Only one case of trichoadenoma arising from a nevus sebaceous has been reported. Multiple neoplasms, both benign and malignant, can arise from sebaceous nevi. The most common benign neoplasms are trichoblastoma and syringocystadenoma papilliferum, and the most common malignant neoplasm is a basal cell carcinoma.

In this case, five neoplasms: trichoadenoma, trichoblastoma, syringocystadenoma papilliferum, basal cell carcinoma, and sebaceous carcinoma, occurred simultaneously within a nevus sebaceous. It is extremely rare for three or more neoplasms to occurin the same lesion at the same time.

What is the Evidence?

Miller, CJ, Iofreda, MD, Billingsley, EM. “Sebaceous carcinoma, basal cell carcinoma, trichoadenoma, trichoblastoma, and syringocystadenoma papilliferum arising within a nevus sebaceous”. Dermatol Surg. vol. 30. 2004. pp. 1546-9. (This was a case report of five neoplastic transformations occurring in a nevus sebaceous simultaneously. It is the first report to publish trichoadenoma arising from nevus sebaceous.)

Kurokawa, I, Mizutani, H, Nishijima, S, Kato, N, Yasui, K, Tsubura, A. “Trichoadenoma: cytokeratin expression suggesting differentiation towards the follicular infundibulum and follicular bulge regions”. Br J Dermatol. vol. 153. 2005. pp. 1084-6. (This is a study that used immunohistochemistry to determine the different cytokeratin staining patterns in a patient with trichoadenoma.
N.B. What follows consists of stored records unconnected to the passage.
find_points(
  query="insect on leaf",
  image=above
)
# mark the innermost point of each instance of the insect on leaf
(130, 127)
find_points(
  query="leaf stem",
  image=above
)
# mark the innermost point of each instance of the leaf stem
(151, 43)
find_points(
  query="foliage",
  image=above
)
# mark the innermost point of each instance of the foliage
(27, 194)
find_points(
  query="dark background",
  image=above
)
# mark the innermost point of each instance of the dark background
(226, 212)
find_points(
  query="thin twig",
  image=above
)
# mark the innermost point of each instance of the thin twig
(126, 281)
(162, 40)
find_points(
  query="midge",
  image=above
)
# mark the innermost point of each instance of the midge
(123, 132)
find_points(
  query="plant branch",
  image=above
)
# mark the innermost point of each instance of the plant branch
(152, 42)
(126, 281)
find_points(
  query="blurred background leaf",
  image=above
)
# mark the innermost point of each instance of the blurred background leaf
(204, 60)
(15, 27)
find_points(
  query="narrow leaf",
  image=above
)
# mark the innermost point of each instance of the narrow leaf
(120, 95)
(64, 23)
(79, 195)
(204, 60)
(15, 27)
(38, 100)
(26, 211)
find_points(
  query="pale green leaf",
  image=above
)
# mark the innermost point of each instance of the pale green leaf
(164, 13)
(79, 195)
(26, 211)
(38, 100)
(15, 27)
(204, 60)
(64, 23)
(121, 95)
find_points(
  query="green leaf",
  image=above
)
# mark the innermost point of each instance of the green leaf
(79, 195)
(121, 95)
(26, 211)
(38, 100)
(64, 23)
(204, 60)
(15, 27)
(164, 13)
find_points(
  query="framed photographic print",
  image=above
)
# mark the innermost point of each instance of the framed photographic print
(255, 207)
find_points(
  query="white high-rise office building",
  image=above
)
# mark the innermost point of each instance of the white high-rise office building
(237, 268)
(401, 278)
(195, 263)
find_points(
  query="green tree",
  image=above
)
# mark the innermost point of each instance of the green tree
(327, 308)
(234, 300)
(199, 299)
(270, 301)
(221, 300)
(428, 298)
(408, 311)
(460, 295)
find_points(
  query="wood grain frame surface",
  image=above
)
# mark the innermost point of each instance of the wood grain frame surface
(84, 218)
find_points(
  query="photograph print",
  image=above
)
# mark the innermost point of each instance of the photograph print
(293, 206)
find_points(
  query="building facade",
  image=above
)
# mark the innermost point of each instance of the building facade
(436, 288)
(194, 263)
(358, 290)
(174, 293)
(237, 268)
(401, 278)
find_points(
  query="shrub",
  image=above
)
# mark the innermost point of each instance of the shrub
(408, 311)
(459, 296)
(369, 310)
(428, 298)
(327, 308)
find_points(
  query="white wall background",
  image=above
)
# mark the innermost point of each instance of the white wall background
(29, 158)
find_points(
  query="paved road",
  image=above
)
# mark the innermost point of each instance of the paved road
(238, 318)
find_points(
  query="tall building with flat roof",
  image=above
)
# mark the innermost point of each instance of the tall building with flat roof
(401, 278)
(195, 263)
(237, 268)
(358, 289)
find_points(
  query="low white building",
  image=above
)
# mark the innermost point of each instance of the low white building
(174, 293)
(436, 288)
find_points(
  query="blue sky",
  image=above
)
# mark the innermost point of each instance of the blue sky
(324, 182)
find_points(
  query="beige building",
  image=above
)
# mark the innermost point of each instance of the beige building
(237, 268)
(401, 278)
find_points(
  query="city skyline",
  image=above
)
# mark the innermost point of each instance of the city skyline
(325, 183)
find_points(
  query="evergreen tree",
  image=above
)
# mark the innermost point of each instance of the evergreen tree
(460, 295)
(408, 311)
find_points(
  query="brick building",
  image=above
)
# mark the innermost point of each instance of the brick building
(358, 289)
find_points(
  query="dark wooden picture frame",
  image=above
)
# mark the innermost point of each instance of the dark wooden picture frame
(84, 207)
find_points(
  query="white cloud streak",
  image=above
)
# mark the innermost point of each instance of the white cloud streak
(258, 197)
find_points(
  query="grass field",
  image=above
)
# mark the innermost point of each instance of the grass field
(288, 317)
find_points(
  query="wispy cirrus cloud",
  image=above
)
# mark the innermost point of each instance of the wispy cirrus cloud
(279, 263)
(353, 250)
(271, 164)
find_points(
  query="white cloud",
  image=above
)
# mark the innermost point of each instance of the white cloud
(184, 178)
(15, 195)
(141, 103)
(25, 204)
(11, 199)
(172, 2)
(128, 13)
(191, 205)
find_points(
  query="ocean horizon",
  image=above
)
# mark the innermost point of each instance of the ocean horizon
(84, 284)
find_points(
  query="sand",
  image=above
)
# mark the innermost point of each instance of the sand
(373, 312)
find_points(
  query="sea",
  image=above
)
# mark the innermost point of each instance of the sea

It compares and contrasts the different staining patterns observed in trichofolliculomas and trichoepitheliomas, which are common differential diagnoses for trichoadenoma.)

Shimanovich, I, Krahl, D, Rose, C. “Trichoadenoma of Nikolowski is a distinct neoplasm within the spectrum of follicular tumors”. J Am Acad Dermatol. vol. 62. 2010. pp. 277-83. (This study distinguished desmoplastic trichoepithelioma from trichoadenoma using immunohistochemistry. Three different antigens were used, including cytokeratin 20, Ber-EP4, and androgen receptor. Expression patterns in trichoadenoma were compared with desmoplastic trichoepithelioma.)

Lee, WS, Oh, St, Lee, JY, Cho, BK. “Congenital trichoadenoma with an unusual clinical manifestation”. J Am Acad Dermatol. vol. 57. 2007. pp. 905-6. (This was a case report about trichoadenoma, presenting as an unusual verrucous plaque, that was present at birth in a 5-year-old boy. It is the only reported case in literature.)

Gonzalez-Vela, MC, Val-Bernal, JF, Garcia-Alberdi, E, Gonzalez-Lopez, MA, Fernandez-Llaca, JH. “Trichoadenoma associated with an intradermal melanocytic nevus: A combined malformation”. Am J Dermatopathol. vol. 29. 2007. pp. 92-5. (This is the first case of trichoadenoma combined with intradermal melanocytic nevus.)

Lee, JH, Kim, YY, Yoon, SY, Lee, JD, Cho, SH. “Unusual presentation of trichoadenoma in an infant”. Acta Derm Venerol. vol. 88. 2007. pp. 291-2. (Trichoadenomas typically present as solitary papules. This is an unusual case of an infant presenting with multiple grouped papules clinically resembling milia.)

Shields, JA, Shields, CL, Eagle, RC. “Trichoadenoma of the eyelid”. Am J Ophthalmol. vol. 126. 1998. pp. 846-8. (This is an interesting paper about trichoadenoma presenting on the eyelid. It was mistaken for a basal cell carcinoma in an 80-year-old woman.)